L'ancien directeur-général du ministère des Communications a été le premier témoin dans l'Affaire 4000 à affirmer que Netanyahu a abusé de sa position de Premier ministre

L'homme d'affaires israélien Shaul Elovitch et sa femme Iris au tribunal de district de Jérusalem, le 6 avril 2021. (Yonatan Sindel / Flash90)
L'homme d'affaires israélien Shaul Elovitch et sa femme Iris au tribunal de district de Jérusalem, le 6 avril 2021. (Yonatan Sindel / Flash90)

Le procès pénal de Benjamin Netanyahu s’est penché, mardi, sur les faveurs que l’ex-Premier ministre aurait octroyées à la firme de télécommunications Bezeq, abusant ainsi de son pouvoir, après s’être attardé jusqu’à présent sur les avantages dont l’ancien chef de gouvernement aurait bénéficié dans le cadre d’un accord de compromis.

Se présentant à la barre des témoins après six mois de témoignages apportés par les responsables et autres rédacteurs du site d’information Walla, l’ex-directeur-général du ministère des Communications Avi Berger est devenu le tout premier témoin dans « l’Affaire 4000 » à dire clairement devant le tribunal que Netanyahu avait abusé de sa fonction de Premier ministre.

Dans l’Affaire 4 000, Netanyahu est accusé d’avoir abusé de son autorité lorsqu’il était à la fois Premier ministre et ministre des Communications, de 2014 à 2017. Netanyahu est accusé d’avoir privilégié de manière illicite et lucrative les intérêts de l’actionnaire majoritaire de la firme de télécommunications Bezeq, Shaul Elovitch, en échange d’une couverture positive des actions du Premier ministre sur le site d’information Walla, propriété de Bezeq.

Netanyahu est accusé de corruption, de fraude et d’abus de confiance, tandis qu’Elovitch et son épouse doivent répondre de corruption. Les trois accusés n’ont cessé de clamer leur innocence.

Les accusations remontent à l’époque où Netanyahu avait remplacé au poste de ministre des Communications Gilad Erdan, au mois de novembre 2014 – ce qui avait été considéré par les critiques comme une nouvelle mainmise sur le pouvoir qui avait permis à l’ex-chef de gouvernement d’accroître son contrôle sur l’industrie des télécommunications et des médias.
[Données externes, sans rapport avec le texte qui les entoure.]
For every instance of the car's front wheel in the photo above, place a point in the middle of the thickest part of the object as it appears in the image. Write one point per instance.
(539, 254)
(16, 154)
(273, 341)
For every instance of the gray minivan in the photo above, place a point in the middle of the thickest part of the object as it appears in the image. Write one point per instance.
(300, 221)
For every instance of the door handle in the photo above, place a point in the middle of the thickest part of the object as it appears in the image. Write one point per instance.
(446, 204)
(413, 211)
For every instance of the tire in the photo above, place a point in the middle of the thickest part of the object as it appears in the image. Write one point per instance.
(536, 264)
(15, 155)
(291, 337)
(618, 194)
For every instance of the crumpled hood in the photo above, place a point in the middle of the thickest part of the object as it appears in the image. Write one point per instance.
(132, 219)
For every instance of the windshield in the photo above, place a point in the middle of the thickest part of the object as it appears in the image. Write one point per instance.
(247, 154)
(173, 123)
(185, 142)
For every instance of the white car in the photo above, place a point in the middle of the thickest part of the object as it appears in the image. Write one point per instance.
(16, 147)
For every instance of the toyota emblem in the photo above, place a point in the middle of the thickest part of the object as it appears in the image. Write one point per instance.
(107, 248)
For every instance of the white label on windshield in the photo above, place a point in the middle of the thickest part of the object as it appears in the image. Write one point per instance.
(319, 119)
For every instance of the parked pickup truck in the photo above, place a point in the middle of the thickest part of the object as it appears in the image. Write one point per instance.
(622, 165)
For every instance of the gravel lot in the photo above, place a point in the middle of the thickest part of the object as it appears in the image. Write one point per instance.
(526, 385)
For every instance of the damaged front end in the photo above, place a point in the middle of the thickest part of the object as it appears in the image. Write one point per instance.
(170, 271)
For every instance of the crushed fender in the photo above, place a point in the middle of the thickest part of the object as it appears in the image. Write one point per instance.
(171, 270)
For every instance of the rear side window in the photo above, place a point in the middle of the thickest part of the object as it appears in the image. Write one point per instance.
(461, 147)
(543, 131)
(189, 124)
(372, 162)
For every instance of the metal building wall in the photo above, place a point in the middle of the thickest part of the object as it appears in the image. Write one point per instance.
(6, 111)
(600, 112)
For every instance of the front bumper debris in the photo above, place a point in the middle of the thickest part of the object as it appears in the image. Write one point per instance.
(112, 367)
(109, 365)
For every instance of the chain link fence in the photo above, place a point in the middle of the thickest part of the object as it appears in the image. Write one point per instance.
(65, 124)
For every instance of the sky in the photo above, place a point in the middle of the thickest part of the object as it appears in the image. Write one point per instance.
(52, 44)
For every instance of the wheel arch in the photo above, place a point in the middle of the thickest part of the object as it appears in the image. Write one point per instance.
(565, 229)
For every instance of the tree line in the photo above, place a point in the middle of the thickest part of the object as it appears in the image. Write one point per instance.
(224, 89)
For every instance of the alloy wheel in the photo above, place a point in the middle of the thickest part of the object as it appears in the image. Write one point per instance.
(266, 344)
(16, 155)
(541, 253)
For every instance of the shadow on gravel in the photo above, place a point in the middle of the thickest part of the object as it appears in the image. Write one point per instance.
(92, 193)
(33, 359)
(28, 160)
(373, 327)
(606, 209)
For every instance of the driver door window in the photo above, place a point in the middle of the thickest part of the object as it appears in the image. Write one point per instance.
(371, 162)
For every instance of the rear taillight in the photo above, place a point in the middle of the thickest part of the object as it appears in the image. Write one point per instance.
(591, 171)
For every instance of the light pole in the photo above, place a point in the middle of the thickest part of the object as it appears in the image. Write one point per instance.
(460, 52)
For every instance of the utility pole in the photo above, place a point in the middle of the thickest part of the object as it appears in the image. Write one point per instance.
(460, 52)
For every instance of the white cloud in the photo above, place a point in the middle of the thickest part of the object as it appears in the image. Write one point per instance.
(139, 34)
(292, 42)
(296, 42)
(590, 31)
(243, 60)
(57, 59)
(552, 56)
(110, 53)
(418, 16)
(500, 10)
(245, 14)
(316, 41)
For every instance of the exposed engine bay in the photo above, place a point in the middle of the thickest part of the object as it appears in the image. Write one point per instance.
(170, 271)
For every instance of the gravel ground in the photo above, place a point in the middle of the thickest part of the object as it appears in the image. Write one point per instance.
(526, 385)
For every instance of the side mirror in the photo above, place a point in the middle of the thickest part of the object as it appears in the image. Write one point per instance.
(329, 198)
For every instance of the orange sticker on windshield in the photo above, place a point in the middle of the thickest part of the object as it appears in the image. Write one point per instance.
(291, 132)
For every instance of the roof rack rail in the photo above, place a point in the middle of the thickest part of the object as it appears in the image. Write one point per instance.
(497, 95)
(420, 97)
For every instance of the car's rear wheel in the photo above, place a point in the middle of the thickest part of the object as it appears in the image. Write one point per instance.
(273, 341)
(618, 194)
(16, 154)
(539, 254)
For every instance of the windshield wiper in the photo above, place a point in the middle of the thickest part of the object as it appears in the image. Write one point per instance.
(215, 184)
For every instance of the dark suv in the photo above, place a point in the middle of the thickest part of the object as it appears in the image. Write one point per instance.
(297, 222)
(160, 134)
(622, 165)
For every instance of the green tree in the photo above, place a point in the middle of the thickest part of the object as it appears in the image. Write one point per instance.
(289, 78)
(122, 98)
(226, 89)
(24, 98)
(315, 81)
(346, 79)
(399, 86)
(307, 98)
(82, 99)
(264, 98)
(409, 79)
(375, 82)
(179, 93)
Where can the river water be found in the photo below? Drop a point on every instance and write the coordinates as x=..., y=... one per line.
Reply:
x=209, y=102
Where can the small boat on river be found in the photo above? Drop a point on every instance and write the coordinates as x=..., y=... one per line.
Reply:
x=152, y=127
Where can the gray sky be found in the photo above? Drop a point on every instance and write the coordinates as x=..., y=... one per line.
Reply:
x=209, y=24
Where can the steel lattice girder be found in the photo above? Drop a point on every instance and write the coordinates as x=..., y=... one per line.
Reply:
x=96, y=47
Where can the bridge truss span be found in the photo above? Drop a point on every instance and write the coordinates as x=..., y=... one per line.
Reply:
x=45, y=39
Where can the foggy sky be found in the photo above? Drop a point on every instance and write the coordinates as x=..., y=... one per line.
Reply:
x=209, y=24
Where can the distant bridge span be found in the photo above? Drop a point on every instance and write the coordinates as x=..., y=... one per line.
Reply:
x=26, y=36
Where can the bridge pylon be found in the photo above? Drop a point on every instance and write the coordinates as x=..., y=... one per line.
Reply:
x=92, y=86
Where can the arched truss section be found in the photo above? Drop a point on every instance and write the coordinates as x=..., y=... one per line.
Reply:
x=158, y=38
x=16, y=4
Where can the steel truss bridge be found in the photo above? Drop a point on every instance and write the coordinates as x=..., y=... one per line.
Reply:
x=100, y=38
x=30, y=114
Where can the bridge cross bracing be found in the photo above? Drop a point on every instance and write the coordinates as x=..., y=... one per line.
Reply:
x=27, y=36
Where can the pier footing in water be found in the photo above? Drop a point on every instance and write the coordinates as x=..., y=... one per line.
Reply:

Il avait renvoyé Berger de son poste lors d’un simple appel téléphonique et il avait nommé à sa place son allié de longue date et ancien responsable de campagne Shlomo Filber.

L’acte de mise en examen établit que cette initiative – en plus de l’insistance placée par Netanyahu sur le présence d’une clause, dans les accords de coalition de 2015, qui stipulait qu’il avait le « seul contrôle » concernant les dossiers relatifs aux médias – avait eu pour objectif d’assouplir le positionnement du ministère vis-à-vis de Bezeq, une firme dont Berger avait cherché à limiter la puissance.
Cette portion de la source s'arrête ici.